JAGO, bas à Roderigo.—Sortez donc, je vous dis, sortez, et criez à l'émeute. (Roderigo sort.) (A Cassio.) Quoi, cher lieutenant!—Hélas, messieurs!—Au secours, holà!—Lieutenant!—Montano!—Camarades, au secours!—Voilà une belle garde en vérité!—(La cloche du beffroi se fait entendre.) Et qui donc sonne le tocsin? Diable! La ville va prendre l'alarme. A la volonté de Dieu, lieutenant, arrêtez! vous allez vous couvrir de honte à jamais.
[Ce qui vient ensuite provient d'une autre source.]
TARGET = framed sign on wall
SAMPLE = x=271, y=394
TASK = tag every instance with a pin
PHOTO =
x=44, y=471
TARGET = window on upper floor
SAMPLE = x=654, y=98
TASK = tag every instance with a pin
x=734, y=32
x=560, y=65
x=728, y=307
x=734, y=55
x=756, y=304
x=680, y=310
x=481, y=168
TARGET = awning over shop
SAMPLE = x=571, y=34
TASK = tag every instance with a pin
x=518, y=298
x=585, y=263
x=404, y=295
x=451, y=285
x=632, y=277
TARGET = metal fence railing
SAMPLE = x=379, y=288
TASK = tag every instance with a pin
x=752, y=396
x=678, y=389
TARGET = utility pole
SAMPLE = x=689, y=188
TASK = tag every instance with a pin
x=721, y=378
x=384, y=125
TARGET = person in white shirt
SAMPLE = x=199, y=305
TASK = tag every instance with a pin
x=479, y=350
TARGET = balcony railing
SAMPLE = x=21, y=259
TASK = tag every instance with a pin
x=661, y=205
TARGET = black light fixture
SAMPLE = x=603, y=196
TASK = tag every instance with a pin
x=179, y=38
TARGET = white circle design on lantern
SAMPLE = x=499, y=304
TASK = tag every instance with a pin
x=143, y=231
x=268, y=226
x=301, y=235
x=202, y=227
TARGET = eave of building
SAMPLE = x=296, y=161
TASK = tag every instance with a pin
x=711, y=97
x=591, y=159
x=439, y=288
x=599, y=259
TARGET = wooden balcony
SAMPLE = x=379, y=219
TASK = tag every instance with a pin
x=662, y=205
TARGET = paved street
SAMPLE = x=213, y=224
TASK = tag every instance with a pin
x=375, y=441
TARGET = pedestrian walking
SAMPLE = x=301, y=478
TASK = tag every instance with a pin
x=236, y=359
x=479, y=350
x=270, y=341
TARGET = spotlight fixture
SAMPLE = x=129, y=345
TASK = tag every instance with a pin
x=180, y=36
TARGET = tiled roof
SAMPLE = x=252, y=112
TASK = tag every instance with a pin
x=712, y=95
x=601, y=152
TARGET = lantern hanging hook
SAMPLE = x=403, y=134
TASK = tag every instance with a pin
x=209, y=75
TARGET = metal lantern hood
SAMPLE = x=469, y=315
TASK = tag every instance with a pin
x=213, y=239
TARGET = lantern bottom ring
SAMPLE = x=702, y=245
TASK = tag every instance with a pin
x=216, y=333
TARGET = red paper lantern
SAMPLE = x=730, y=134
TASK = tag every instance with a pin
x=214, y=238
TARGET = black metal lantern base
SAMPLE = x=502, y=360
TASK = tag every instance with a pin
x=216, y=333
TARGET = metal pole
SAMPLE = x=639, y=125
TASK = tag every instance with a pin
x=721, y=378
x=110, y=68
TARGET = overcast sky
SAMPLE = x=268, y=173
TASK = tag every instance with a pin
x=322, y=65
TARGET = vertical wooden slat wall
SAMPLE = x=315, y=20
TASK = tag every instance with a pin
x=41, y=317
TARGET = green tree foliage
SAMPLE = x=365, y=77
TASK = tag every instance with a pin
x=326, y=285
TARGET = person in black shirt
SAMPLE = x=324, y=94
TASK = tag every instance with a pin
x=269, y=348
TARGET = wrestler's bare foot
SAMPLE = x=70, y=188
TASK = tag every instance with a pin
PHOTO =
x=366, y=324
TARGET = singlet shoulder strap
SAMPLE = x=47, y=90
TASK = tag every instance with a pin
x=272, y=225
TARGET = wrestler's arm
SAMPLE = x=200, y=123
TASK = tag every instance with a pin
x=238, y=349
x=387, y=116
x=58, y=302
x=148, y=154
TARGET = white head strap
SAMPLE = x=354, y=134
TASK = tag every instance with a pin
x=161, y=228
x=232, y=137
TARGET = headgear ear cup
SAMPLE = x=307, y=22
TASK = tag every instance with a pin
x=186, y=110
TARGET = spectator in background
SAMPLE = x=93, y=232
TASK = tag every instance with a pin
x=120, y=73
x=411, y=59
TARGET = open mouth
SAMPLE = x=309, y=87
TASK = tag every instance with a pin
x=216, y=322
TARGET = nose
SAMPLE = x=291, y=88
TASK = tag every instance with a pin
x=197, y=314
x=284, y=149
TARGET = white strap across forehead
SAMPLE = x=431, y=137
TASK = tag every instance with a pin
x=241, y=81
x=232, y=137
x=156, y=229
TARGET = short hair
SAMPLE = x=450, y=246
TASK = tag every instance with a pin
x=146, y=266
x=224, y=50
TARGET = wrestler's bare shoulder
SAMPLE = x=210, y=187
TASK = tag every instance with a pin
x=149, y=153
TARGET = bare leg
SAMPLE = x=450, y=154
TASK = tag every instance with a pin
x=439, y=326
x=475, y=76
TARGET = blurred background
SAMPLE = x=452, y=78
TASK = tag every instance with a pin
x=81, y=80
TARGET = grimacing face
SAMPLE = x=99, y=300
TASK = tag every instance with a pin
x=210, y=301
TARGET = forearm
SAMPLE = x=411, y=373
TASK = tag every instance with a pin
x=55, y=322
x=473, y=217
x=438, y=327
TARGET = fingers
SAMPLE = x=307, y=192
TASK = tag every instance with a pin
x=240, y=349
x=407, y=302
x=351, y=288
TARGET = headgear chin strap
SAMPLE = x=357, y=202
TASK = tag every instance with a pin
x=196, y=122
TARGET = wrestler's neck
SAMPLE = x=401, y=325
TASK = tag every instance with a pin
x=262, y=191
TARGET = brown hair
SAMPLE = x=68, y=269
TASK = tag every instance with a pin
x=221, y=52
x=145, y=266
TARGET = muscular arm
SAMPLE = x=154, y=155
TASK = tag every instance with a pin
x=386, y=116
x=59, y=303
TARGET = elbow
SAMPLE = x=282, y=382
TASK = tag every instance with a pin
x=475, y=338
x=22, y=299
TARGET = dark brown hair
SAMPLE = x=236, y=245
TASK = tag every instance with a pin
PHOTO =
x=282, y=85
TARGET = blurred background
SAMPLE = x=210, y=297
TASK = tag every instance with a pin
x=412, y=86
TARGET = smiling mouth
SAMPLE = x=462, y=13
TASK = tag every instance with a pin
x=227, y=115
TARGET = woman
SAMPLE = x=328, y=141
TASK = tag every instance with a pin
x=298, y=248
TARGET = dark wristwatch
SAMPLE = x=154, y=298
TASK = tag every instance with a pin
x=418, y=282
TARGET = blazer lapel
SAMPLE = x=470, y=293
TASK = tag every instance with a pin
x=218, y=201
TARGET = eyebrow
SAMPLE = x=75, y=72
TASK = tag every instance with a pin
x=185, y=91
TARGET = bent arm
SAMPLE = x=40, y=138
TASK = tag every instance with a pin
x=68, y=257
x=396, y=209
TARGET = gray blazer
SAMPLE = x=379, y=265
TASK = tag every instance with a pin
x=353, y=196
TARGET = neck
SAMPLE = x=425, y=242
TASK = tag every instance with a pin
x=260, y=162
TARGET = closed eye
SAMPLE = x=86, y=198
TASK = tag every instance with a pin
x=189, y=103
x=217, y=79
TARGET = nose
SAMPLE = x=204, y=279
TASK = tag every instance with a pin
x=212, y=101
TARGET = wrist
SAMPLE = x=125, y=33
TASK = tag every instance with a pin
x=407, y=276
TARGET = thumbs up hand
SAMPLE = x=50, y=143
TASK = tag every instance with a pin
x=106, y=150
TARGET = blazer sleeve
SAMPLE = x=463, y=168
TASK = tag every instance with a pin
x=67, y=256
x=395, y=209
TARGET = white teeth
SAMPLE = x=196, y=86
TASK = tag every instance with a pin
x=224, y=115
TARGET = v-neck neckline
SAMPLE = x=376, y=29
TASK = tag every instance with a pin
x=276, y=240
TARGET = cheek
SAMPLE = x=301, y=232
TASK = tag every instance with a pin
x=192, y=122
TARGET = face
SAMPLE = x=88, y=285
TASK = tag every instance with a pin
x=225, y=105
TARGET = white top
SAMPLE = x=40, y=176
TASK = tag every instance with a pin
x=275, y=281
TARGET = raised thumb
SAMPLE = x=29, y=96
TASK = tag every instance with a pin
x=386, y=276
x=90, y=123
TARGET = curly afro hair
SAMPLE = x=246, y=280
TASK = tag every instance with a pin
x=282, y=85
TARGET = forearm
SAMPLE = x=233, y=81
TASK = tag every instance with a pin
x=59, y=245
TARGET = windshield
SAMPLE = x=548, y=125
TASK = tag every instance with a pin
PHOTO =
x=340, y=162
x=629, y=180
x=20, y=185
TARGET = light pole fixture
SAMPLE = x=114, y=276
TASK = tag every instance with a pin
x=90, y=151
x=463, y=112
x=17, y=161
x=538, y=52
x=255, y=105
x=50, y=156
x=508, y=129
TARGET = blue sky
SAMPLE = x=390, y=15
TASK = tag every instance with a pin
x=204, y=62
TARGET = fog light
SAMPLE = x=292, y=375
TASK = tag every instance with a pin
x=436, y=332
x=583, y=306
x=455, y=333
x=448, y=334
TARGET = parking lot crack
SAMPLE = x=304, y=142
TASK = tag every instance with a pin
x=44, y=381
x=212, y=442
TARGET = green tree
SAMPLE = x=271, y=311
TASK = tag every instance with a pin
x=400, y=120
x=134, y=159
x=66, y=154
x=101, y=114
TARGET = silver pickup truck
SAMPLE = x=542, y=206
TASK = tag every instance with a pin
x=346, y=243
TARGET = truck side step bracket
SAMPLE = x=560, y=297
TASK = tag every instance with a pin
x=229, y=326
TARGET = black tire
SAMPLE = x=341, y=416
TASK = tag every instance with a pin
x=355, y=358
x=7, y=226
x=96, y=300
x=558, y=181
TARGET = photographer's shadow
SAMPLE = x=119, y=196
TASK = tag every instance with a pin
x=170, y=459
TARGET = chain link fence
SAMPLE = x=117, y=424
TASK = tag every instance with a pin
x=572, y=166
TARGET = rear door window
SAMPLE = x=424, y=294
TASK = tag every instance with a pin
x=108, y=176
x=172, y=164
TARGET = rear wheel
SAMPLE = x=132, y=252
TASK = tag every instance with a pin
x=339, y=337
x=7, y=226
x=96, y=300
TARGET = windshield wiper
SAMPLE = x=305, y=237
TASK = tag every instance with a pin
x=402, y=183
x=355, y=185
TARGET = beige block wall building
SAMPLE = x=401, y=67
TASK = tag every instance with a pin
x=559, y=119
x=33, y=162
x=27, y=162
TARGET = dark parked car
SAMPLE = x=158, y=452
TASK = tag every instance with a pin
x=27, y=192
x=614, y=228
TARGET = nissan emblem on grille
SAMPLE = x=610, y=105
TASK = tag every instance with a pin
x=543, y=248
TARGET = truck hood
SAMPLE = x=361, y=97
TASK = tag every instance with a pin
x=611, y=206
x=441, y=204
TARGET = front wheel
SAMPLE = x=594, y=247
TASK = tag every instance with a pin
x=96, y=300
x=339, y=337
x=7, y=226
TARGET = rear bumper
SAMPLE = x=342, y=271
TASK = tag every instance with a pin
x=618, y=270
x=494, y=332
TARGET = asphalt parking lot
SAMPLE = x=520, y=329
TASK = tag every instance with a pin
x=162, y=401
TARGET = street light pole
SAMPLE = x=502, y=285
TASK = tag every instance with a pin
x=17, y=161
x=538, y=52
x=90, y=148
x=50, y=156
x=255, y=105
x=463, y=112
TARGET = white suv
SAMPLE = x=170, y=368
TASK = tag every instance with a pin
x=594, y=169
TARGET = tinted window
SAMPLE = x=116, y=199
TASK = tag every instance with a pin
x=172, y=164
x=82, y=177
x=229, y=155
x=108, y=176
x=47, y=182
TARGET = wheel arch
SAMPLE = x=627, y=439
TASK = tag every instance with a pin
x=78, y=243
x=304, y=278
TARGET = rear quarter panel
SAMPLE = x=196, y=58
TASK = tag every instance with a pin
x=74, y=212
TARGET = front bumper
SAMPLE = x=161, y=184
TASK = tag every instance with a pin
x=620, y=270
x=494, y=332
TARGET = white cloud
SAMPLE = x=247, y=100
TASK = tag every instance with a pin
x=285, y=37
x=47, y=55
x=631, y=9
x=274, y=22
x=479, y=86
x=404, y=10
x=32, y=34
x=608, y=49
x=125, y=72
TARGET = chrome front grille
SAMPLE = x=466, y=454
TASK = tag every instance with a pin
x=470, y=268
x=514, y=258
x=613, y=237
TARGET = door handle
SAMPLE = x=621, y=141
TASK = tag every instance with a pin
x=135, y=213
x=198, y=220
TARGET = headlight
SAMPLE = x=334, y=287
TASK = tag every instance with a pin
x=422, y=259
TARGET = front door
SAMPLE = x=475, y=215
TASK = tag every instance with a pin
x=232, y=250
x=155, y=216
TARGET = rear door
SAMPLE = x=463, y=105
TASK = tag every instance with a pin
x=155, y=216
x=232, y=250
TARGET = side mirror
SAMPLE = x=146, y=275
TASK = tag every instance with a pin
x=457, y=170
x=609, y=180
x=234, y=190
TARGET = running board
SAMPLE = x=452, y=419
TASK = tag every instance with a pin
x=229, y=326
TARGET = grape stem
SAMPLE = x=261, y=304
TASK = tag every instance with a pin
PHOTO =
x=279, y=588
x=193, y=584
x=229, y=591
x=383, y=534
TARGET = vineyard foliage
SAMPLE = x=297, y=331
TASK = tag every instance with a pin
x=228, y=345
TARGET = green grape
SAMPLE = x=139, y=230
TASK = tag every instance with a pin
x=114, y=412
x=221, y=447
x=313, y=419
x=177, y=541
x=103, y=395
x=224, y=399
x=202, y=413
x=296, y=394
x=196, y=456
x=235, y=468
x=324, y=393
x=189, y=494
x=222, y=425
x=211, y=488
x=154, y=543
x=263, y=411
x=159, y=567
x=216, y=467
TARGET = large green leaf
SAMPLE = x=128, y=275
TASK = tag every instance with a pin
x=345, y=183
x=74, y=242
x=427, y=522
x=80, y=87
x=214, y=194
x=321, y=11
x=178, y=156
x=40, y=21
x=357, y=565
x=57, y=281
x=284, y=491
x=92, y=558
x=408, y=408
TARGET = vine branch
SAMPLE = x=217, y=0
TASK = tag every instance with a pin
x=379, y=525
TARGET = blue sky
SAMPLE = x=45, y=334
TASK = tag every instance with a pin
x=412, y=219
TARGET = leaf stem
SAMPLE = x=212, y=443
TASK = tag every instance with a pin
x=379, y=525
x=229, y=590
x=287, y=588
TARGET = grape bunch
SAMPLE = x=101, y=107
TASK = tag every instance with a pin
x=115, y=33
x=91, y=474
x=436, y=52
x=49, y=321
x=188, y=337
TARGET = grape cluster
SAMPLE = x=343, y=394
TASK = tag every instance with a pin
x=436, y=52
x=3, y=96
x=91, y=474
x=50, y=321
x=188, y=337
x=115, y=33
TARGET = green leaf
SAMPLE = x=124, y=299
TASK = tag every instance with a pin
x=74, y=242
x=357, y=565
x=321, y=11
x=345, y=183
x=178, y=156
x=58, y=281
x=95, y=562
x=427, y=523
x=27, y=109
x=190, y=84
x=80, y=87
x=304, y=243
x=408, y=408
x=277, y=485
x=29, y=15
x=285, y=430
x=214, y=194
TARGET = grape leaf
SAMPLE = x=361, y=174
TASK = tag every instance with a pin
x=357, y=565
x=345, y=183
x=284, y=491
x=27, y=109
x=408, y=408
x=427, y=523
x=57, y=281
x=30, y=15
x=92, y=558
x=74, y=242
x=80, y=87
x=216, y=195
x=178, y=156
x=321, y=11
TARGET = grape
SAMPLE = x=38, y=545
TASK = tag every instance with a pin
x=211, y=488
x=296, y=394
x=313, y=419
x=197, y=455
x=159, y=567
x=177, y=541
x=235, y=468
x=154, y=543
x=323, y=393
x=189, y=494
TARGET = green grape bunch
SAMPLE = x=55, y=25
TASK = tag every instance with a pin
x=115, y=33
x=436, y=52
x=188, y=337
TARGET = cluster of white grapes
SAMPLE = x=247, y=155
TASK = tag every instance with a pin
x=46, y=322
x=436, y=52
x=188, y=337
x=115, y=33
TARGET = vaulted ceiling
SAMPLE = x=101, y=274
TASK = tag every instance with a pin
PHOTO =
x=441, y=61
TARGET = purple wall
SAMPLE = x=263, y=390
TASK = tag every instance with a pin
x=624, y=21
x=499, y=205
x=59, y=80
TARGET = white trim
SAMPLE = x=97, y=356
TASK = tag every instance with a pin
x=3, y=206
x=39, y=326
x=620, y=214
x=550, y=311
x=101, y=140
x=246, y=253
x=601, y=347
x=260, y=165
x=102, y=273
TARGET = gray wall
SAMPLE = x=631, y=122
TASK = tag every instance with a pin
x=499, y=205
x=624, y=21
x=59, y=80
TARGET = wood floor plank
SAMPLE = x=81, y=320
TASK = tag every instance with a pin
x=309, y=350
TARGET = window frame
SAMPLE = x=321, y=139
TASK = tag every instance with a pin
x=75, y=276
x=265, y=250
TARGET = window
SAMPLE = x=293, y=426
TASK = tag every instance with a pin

(Entre Othello avec sa suite.)

OTHELLO.—Qu'est-ce? De quoi s'agit-il?

MONTANO.—Mon sang coule: je suis blessé à mort. Qu'il meure.

OTHELLO.—Sur votre vie, arrêtez.

JAGO.—Arrêtez! arrêtez! lieutenant,—seigneur Montano,—lieutenant,—officiers:—avez-vous perdu tout sentiment de votre devoir, et du lieu où vous êtes? Arrêtez, le général vous parle. Arrêtez, arrêtez, au nom de l'honneur!

OTHELLO.—Eh! quoi donc? Comment! d'où vient tout ceci? Sommes-nous devenus Turcs pour exercer sur nous-mêmes les fureurs que le ciel a interdites aux Ottomans? Par pudeur chrétienne, finissez cette barbare querelle: le premier qui fera un pas pour assouvir sa rage ne fait pas grand cas de sa vie, car il mourra au premier mouvement. Qu'on fasse taire cette terrible cloche, elle épouvante l'île et trouble son repos. Quel est le sujet de ceci, messieurs?—Honnête Jago, qui semblez mort de douleur, parlez. Qui a commencé ceci? Au nom de votre amitié, je l'exige.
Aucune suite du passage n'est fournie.